La excursión a una zona poblada por los fantasmas del pasado y rodeada de vecinos inquietantes: ésta es la atmósfera de Transradio (Cia. Naviera Limitada, 2020), primera novela de Maru Leonhard.
En poesía, Luzzi recomienda a Noe Vera y Josefina Bianchi; Skiadaressis dice que la poeta Alicia Genovese “arma estructuras sólidas con retazos de lenguaje de manera virtuosa”; Soledad Urquía menciona El monopolio de la sensibilidad (Caleta Olivia), un libro de poemas de Marina Gersberg sobre el puerperio.

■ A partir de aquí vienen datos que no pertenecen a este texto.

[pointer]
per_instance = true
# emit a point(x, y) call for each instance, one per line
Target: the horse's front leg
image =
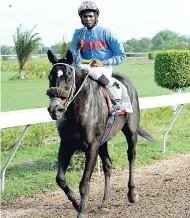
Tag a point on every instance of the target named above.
point(91, 156)
point(64, 157)
point(131, 152)
point(107, 168)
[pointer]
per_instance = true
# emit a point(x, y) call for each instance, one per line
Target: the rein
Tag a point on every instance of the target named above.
point(71, 95)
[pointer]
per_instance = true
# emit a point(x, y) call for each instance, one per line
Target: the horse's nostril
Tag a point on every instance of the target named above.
point(60, 109)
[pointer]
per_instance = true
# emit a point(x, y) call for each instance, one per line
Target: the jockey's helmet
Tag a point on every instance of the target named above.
point(88, 5)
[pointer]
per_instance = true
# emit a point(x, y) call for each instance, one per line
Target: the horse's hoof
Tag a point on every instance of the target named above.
point(76, 205)
point(133, 197)
point(80, 215)
point(105, 204)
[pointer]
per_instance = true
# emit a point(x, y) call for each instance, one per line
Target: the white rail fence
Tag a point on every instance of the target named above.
point(130, 55)
point(40, 115)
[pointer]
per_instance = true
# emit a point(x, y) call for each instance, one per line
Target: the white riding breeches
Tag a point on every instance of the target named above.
point(96, 72)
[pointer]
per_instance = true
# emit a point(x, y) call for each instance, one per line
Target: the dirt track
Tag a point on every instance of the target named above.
point(163, 187)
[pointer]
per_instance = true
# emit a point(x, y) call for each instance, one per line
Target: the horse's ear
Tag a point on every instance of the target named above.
point(69, 57)
point(51, 57)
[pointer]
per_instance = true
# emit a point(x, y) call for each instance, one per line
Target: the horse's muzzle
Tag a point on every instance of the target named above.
point(56, 109)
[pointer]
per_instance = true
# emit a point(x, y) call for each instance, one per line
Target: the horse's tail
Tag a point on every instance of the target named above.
point(146, 135)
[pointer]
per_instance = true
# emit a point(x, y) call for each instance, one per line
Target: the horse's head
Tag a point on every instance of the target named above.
point(61, 84)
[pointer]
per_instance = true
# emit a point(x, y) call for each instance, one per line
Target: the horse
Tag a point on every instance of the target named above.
point(79, 107)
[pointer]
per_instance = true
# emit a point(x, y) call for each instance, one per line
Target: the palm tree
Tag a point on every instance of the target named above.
point(26, 43)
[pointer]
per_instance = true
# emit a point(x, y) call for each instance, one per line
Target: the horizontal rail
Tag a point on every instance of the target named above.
point(41, 115)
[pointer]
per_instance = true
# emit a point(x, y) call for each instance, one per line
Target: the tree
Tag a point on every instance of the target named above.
point(6, 50)
point(26, 43)
point(165, 40)
point(145, 44)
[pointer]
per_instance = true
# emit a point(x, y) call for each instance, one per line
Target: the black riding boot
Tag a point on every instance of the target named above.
point(104, 81)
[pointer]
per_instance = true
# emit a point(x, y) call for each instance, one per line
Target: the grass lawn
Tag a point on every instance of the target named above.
point(31, 93)
point(33, 169)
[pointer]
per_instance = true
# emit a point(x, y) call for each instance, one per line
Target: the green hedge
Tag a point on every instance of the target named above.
point(172, 69)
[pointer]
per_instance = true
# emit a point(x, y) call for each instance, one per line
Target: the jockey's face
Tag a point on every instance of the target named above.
point(88, 19)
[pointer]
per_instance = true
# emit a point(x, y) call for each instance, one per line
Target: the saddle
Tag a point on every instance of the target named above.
point(125, 108)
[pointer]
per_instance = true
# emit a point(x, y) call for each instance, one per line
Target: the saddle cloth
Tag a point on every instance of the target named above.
point(122, 93)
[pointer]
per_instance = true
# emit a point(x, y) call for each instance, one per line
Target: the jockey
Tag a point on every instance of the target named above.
point(97, 44)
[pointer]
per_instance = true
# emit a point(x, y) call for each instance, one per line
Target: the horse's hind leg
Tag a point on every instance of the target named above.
point(64, 157)
point(107, 168)
point(91, 157)
point(131, 152)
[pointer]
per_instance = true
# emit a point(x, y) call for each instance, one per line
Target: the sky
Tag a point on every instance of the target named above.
point(127, 19)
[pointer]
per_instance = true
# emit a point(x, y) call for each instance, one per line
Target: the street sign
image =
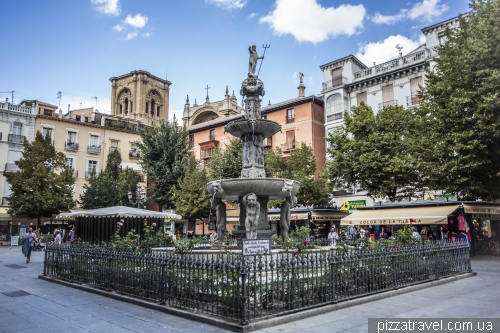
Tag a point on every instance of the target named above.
point(252, 247)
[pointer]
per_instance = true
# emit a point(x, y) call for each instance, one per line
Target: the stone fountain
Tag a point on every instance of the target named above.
point(253, 189)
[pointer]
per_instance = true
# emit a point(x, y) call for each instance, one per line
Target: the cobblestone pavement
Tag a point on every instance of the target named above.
point(49, 307)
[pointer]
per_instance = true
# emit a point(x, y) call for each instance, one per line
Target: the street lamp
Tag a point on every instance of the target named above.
point(140, 197)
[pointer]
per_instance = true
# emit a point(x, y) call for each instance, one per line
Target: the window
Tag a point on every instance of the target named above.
point(414, 87)
point(114, 145)
point(17, 128)
point(362, 98)
point(94, 141)
point(334, 104)
point(290, 115)
point(290, 140)
point(71, 138)
point(47, 131)
point(92, 165)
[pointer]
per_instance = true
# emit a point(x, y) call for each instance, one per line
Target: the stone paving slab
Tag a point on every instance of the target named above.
point(56, 308)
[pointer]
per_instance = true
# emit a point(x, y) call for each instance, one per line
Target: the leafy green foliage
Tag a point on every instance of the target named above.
point(376, 151)
point(163, 152)
point(227, 162)
point(299, 166)
point(191, 194)
point(43, 185)
point(461, 106)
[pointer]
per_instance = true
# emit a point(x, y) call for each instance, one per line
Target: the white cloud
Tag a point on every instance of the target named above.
point(308, 21)
point(111, 7)
point(131, 35)
point(228, 4)
point(427, 10)
point(389, 19)
point(385, 50)
point(137, 21)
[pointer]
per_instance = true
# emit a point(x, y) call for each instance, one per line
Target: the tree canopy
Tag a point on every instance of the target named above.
point(376, 151)
point(191, 194)
point(111, 186)
point(461, 105)
point(300, 165)
point(44, 183)
point(163, 151)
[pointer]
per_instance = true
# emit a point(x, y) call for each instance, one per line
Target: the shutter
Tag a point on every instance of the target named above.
point(387, 95)
point(362, 98)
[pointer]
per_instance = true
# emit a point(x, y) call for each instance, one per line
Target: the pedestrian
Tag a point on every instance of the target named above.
point(333, 237)
point(30, 237)
point(72, 236)
point(57, 238)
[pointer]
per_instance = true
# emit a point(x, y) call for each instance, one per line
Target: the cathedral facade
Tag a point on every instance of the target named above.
point(140, 96)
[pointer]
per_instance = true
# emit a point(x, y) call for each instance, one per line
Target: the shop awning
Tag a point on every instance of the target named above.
point(327, 216)
point(293, 216)
point(407, 215)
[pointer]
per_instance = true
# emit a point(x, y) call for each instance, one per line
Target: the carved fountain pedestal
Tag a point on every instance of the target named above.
point(252, 131)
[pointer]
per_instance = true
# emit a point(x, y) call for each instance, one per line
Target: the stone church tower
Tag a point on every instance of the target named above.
point(140, 96)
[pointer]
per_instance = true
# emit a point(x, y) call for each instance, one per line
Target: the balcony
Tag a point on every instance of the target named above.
point(11, 167)
point(391, 65)
point(335, 82)
point(16, 138)
point(268, 142)
point(73, 146)
point(412, 100)
point(335, 116)
point(133, 154)
point(94, 149)
point(387, 103)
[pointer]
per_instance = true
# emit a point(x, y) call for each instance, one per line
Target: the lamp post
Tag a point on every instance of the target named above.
point(139, 195)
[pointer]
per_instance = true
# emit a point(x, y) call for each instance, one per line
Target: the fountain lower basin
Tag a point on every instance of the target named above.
point(272, 188)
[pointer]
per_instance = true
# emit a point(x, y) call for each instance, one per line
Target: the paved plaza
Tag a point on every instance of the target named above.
point(28, 303)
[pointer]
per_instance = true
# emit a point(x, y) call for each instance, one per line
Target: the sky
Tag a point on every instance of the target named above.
point(76, 46)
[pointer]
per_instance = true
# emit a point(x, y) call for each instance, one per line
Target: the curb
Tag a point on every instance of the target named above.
point(265, 323)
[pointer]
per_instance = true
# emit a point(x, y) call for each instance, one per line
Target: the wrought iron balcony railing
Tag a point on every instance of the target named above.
point(16, 138)
point(94, 149)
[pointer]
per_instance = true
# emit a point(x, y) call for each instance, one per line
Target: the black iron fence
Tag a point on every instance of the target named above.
point(241, 289)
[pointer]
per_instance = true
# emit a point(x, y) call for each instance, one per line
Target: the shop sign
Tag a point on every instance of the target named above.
point(350, 205)
point(252, 247)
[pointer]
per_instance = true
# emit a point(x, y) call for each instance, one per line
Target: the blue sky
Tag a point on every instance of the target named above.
point(76, 46)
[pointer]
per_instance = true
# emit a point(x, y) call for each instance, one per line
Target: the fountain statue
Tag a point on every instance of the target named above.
point(253, 189)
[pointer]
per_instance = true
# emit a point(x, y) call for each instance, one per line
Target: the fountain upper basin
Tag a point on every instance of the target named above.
point(233, 189)
point(238, 128)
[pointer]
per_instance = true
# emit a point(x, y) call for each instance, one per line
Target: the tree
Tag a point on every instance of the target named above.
point(376, 152)
point(299, 166)
point(191, 194)
point(44, 184)
point(163, 151)
point(227, 162)
point(111, 186)
point(461, 106)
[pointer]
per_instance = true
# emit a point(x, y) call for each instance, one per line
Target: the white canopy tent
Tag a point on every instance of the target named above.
point(118, 211)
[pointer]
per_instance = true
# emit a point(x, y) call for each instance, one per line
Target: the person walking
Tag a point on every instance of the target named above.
point(57, 238)
point(30, 237)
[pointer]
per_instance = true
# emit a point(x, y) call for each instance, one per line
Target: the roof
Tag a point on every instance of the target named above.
point(349, 57)
point(118, 211)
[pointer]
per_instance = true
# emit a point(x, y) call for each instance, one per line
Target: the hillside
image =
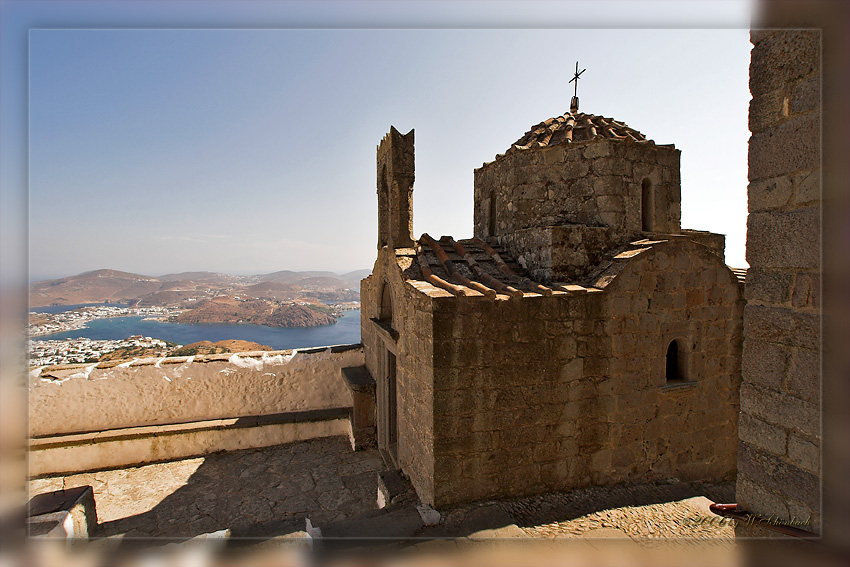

Pocos poemarios cosecharon tantos elogios y fueron tan divulgados por el boca en boca como La casa de la niebla (Ediciones del Dock), de Elena Anníbali, que empieza así: “señor, vos le diste a mi hermano un ford falcon rojo / para llegar a la casa de la niebla”.
Como en cada apartado de esta nota, la selección aquí hecha es incompleta, injusta, apenas un recorte arbitrario y módico de todas las escritoras en actividad. Por suerte, podemos decir: hay muchas más.
Queda por mencionar la novedad literaria para este septiembre pandémico: acaba de salir No es un río (Penguin Random House), de Selva Almada. En algunas librerías, me dicen, ya está agotado.